Nuestros datos sociales son igualmente escandalosos: en 2020, 12,5 millones de personas (es decir, el 26,4 % de la población española) estaban en Riesgo de Pobreza y/o Exclusión Social en nuestro país. De ellos, los más perjudicado eran (y son) los jóvenes de hasta 29 años. Pero hay que destacar el desamparo sufrido por los mayores, que en este contexto cada vez se acentúa más: de un 15% de gente mayor en riesgo de pobreza en 2019, se pasó a un 20% en 2020. Y eso sin contar con las condiciones de la parte inmigrante del proletariado (tanto legalizado como sin papeles).

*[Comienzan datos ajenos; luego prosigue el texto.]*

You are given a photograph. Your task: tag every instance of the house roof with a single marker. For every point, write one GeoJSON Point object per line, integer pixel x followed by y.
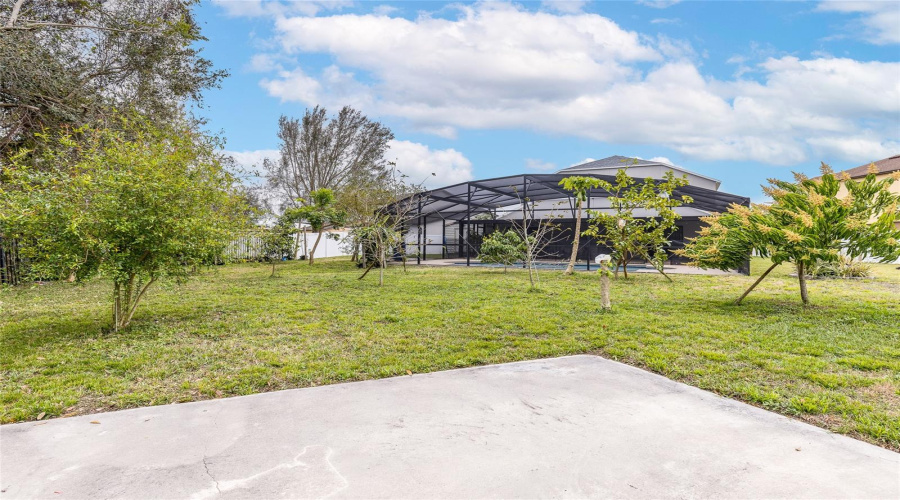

Actualmente, si el índice de paro oficial es de por sí alto (13% a finales de 2021), lo más preocupante es toda esa gente que no figura en los indicadores, trabajando sin contrato o buscándose la vida como puede. Además de las personas que están en ERTE desde el principio de la pandemia y a las que seguramente les espere un despido inminente.

(II) La irrupción mundial del COVID

En un mundo globalizado, el virus se ha abierto paso en muy poco tiempo, demostrando de forma cruda lo mortal que puede ser si se le subestima. No hará falta recordar lo sucedido al principio en Bérgamo (Italia). Allí se produjo una de las imágenes más macabras de la pandemia: decenas de camiones militares cruzando las calles con ataúdes dentro, para llevarlos a los crematorios de otras ciudades. Los de dicha ciudad no daban abasto.

La presión de la patronal, cuando ya se estaban registrando numerosos casos de coronavirus, impidió cerrar unas fábricas en las que los empleados trabajaban sin protección sanitaria. En pleno pico de infectados, la compañía italiana Confindustria, lanzaba una campaña en las redes para evitar que se suspendiera la producción en sus fábricas, con el lema #YesWeWork (los sindicatos amenazaron con una huelga general si no se detenía la producción no esencial). Poco más tarde salía el presidente de Confindustria a defender la conveniencia de no cerrar: “No entiendo los motivos por los que los sindicatos querrían hacer huelga. El decreto ya es muy restrictivo: ¿qué más se tendría que hacer?”. “Ya perderemos 100.000 millones de euros al mes; no detener la economía conviene a todo el país”. El resultado no fue otro que miles de contagios y cientos de muertos.

Otro de los casos más sonados fue el de Brasil, donde hubo que cavar fosas comunes para los cadáveres. Pese a ello, el ultraderechista presidente Bolsonaro estuvo a la vanguardia del negacionismo de la pandemia, declarándola como una “gripecita” (y fueron numerosas las renuncias en el seno de su gobierno como consecuencia de su gestión). Los datos oficiales del país hablan por sí solos, con 620.000 muertos a lo largo de la pandemia y más de 4.000 muertes diarias en abril de 2021, en su pico más alto.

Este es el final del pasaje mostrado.